В этот момент в комнату вошел молодой Кэмп, и альтрурец замялся.

— О, продолжайте, пожалуйста! — попросила миссис Мэйкли и прибавила, обращаясь к Кэмпу: — Наконец-то мы заставили мистера Гомоса рассказать нам что-то об Альтрурии и теперь уж ни за что на свете не дадим ему замолчать.

Альтрурец обвел нас взглядом и, без сомнения, прочел на всех лицах живейший интерес. Он улыбнулся и сказал:

— Я с большим удовольствием. Но, право, сомневаюсь, что вы обнаружите в нашей цивилизации что-то из ряда вон выходящее, если воспримете ее как естественный результат желания поддерживать добрые отношения с соседями. Собственно говоря, добрососедство — это самая суть альтрурианизма. Если вы сможете представить себе, — принялся он объяснять миссис Мэйкли, — что испытываете ко всем, без исключения, людям те же чувства, что и к вашему ближайшему соседу…

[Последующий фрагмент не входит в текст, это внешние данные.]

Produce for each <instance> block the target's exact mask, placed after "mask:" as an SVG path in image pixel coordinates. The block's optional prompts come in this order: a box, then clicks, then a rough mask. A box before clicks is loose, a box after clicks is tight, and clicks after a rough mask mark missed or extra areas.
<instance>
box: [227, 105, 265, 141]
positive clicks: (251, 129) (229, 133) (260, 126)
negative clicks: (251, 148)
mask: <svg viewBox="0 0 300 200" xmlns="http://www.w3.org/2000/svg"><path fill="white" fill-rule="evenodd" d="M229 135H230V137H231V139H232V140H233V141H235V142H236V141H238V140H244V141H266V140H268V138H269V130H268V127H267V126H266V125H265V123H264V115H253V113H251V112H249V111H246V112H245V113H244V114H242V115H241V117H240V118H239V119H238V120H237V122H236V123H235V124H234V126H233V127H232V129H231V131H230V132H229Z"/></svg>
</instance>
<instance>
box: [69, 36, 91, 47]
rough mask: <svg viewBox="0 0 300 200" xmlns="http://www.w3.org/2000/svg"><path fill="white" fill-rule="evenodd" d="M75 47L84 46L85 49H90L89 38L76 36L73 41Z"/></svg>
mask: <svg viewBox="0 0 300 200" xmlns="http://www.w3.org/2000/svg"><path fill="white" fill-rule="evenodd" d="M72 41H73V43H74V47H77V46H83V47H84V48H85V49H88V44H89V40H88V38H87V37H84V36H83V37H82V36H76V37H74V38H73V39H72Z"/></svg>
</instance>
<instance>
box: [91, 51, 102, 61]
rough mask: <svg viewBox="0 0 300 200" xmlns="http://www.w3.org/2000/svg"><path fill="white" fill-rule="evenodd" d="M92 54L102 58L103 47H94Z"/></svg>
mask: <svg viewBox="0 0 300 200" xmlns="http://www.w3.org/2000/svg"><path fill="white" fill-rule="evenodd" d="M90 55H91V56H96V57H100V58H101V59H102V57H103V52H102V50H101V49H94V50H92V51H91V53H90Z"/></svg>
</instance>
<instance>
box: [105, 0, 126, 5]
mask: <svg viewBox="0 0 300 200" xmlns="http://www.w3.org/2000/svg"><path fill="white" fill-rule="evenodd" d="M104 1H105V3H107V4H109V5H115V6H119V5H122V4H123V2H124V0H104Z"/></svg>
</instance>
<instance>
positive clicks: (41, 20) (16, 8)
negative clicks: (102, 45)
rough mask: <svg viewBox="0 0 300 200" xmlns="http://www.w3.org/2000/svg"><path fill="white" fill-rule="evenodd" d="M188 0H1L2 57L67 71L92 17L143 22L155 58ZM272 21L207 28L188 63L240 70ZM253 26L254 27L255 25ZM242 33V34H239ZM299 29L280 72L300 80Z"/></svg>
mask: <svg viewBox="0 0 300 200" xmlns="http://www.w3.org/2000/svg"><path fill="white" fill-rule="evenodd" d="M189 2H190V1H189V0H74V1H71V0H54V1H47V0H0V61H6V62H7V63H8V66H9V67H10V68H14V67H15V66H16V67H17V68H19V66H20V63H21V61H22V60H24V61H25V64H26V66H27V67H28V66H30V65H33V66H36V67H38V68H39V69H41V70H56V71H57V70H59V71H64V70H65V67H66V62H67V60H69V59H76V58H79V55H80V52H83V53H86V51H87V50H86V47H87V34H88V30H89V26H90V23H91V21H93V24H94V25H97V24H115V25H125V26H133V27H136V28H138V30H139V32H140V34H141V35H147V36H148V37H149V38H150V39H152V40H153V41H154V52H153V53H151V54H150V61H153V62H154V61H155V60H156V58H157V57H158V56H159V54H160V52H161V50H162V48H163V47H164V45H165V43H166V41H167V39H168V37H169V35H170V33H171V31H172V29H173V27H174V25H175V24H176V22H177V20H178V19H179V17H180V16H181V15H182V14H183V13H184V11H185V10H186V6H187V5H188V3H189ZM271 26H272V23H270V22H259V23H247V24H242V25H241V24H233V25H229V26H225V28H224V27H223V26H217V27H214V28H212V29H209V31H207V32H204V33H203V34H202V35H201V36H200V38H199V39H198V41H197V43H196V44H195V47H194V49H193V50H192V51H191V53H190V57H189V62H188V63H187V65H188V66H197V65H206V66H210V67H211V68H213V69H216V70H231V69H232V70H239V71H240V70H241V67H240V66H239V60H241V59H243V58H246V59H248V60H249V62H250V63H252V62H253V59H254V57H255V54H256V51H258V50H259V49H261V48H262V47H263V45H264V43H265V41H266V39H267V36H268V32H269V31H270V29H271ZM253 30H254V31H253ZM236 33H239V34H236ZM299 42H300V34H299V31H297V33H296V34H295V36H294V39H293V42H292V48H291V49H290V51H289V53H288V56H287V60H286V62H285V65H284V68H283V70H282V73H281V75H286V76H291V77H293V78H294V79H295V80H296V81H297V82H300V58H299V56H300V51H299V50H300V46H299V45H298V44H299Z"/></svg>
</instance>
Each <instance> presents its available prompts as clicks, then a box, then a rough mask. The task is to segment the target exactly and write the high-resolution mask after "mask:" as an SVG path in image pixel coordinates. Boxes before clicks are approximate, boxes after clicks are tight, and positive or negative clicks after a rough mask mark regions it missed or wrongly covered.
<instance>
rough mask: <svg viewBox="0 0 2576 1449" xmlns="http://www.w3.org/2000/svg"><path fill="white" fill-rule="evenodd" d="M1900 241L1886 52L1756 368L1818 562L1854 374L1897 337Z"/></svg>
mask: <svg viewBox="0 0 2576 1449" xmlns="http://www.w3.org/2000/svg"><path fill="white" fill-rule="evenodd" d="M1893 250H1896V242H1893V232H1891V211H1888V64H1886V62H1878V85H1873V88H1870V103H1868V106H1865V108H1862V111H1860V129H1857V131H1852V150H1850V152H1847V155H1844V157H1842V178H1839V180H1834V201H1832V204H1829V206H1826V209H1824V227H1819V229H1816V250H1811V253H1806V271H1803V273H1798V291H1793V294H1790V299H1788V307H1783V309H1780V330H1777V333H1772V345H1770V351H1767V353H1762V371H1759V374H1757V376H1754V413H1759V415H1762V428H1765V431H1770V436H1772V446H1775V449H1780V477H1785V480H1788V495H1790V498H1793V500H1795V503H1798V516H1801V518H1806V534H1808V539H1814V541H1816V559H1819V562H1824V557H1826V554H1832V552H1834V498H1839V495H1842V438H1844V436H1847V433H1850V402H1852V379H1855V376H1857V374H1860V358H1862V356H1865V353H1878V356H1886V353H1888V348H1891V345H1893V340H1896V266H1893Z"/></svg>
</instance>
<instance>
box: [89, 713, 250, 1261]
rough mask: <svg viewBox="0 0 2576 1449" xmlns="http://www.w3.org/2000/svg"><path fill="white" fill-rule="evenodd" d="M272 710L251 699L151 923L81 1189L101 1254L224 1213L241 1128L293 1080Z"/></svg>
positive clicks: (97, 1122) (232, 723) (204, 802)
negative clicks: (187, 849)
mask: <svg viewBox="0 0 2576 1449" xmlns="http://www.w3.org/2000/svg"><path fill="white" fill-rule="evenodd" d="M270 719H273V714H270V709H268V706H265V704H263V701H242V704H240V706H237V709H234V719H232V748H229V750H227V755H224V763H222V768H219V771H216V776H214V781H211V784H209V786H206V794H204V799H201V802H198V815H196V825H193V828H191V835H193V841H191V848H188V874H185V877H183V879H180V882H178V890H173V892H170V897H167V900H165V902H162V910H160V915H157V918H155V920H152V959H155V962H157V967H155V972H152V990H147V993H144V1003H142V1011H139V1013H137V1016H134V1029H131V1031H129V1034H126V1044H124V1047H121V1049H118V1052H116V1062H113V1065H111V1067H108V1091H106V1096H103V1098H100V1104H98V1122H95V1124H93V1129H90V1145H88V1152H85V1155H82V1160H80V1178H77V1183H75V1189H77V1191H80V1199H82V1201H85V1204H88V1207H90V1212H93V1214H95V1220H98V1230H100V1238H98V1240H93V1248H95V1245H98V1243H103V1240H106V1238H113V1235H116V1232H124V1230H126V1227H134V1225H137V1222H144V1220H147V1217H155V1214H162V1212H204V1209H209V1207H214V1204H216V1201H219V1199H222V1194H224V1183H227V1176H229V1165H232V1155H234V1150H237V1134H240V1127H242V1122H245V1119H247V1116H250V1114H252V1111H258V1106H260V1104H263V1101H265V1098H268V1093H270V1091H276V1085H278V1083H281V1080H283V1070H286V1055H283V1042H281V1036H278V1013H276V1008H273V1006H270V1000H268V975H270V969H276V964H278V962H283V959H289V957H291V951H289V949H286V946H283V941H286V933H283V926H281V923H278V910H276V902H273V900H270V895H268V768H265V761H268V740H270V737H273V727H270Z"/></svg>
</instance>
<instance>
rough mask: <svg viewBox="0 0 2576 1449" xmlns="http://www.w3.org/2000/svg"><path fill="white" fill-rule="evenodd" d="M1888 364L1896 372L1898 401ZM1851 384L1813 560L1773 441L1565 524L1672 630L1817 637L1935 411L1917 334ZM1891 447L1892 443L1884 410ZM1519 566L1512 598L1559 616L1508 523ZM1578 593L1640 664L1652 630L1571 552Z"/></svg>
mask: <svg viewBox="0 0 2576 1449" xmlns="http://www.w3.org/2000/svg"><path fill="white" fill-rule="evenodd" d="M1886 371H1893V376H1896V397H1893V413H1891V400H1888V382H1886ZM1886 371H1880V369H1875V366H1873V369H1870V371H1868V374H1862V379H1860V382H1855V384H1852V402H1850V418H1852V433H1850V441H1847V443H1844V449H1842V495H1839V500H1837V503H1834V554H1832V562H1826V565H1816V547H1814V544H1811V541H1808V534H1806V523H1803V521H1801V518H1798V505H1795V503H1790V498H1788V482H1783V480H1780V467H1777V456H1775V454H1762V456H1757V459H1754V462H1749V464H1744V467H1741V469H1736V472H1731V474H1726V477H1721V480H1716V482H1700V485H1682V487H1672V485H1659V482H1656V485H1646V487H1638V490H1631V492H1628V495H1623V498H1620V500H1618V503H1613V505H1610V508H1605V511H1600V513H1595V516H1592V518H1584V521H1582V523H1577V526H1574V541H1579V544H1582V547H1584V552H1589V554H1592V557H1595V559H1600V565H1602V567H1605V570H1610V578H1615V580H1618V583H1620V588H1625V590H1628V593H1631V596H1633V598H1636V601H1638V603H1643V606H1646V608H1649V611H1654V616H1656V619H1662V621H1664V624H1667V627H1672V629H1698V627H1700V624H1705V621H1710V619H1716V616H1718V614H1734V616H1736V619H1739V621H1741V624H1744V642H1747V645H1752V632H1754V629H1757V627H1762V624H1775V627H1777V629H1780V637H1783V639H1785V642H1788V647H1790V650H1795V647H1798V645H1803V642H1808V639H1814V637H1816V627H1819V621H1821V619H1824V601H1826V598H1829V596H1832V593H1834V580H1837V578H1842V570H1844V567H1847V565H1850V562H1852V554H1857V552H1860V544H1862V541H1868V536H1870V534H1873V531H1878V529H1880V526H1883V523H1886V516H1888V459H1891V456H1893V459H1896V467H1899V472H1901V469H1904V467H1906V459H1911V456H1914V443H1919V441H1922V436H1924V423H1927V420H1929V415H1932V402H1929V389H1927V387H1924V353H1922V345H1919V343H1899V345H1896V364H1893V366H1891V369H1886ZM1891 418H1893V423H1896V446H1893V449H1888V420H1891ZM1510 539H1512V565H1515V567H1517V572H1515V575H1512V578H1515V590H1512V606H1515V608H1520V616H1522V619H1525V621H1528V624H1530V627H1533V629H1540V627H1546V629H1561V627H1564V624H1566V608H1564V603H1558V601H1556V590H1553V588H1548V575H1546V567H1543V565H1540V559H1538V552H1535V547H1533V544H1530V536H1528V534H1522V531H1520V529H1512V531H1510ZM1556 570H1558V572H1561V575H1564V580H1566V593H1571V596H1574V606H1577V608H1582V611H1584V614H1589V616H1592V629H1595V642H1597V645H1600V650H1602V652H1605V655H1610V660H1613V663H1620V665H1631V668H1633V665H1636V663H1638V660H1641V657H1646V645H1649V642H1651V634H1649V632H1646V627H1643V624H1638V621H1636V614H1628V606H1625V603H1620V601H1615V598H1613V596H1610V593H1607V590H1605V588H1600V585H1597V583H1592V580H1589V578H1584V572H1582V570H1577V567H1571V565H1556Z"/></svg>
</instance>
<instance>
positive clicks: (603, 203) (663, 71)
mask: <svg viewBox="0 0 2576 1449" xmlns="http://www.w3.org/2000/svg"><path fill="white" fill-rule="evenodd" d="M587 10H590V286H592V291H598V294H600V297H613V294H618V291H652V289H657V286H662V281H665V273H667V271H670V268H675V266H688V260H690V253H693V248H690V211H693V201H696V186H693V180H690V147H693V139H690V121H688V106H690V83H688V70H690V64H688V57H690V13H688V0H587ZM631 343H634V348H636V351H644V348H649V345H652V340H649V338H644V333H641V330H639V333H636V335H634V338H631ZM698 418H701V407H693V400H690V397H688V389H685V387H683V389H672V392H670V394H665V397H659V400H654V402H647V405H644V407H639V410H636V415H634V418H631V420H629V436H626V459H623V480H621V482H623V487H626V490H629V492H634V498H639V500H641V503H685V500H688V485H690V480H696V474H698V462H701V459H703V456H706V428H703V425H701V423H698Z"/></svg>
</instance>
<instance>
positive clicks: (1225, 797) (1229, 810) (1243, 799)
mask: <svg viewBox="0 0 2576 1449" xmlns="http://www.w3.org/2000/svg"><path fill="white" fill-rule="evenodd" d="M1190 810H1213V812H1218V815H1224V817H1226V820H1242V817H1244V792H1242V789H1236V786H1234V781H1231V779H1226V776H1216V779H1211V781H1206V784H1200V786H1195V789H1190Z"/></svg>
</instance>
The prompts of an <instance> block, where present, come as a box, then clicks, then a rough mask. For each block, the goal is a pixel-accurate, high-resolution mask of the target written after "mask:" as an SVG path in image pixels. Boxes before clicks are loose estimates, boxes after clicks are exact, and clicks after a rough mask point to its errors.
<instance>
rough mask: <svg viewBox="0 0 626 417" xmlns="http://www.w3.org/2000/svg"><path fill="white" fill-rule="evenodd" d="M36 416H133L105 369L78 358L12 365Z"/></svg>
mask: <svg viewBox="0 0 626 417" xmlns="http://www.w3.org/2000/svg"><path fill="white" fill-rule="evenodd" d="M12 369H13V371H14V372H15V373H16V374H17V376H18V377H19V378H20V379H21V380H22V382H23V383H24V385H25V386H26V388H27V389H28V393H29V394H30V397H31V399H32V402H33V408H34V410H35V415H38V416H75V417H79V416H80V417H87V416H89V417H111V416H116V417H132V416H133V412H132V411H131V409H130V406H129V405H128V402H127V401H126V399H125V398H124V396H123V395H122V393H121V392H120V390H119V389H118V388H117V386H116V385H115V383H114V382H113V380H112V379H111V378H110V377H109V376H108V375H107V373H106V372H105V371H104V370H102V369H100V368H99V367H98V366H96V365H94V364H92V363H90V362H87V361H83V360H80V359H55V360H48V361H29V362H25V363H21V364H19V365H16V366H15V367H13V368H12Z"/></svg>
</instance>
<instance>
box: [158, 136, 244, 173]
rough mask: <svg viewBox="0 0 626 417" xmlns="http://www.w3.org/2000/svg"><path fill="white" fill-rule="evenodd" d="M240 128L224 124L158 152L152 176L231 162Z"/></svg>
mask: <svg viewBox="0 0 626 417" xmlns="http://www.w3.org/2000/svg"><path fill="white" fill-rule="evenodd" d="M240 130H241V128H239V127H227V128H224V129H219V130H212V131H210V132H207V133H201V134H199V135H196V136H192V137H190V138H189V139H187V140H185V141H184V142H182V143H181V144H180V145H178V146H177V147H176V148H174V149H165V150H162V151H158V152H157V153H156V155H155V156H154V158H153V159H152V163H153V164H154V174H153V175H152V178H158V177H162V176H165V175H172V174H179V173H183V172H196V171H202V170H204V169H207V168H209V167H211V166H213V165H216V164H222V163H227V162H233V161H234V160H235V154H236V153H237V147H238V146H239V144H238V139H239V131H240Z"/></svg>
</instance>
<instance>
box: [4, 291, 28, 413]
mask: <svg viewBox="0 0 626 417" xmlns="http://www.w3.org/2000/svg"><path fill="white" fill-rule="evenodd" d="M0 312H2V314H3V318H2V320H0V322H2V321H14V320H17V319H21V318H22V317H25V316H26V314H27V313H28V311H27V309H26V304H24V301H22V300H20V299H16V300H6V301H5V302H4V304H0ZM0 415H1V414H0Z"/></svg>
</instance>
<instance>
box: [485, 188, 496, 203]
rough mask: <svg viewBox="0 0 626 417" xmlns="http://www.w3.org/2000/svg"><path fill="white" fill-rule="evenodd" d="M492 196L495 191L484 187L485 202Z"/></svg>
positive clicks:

— Моему ближайшему соседу! — вскричала она. — Но я не знаю своих соседей. Мы снимаем квартиру в большом доме, где живет еще по меньшей мере сорок семей, и я уверяю вас, что решительно никого из них не знаю.

Он удивленно посмотрел на нее, и она продолжала:

— Иногда и правда получается как-то нехорошо. Однажды у людей, живущих с нами на одной площадке, умер ребенок, а я так никогда и не узнала бы об этом, если бы случайно не услышала об этом от своей кухарки. Слуги, конечно, все дружны между собой, они встречаются в служебном лифте и там знакомятся. Я этого не поощряю. Кто его знает, что они за люди и кто их хозяева.

— Но ведь имеете же вы друзей в городе, к которым относитесь как к соседям?

— Да, пожалуй что нет, — ответила миссис Мэйкли. — У меня есть целый список людей, с которыми мы знакомы домами, но ни к кому из них я не отношусь по-соседски.

У альтрурца сделался такой растерянный и озадаченный вид, что я с трудом удержался от смеха.

— В таком случае, боюсь, я не сумею объяснить вам, что представляет собой Альтрурия.

— Ну что ж, — беспечно ответила она, — если речь идет о добрососедстве, вроде того, что мне приходилось наблюдать в провинциальных городках, то упаси меня от этого Бог! Мне нравится быть от всех независимой. Поэтому я и люблю большие города. Никому там нет до вас дела.

— Я был как-то раз в Нью-Йорке и побывал в кварталах, где живет беднота, — сказал молодой Кэмп. — По-моему, все там знакомы и относятся друг к другу вполне доброжелательно.

— И вам хотелось бы жить так — друг у друга на голове? — спросила она.

— На мой взгляд, это лучше, чем жить, как живем мы на селе, раскиданные так, что люди почти не встречаются. И уж, во всяком случае, лучше сидеть друг у друга на голове, чем вовсе не иметь соседей.

— Ну что ж, о вкусах не спорят, — сказала миссис Мэйкли. — Расскажите нам, мистер Гомос, о вашей светской жизни.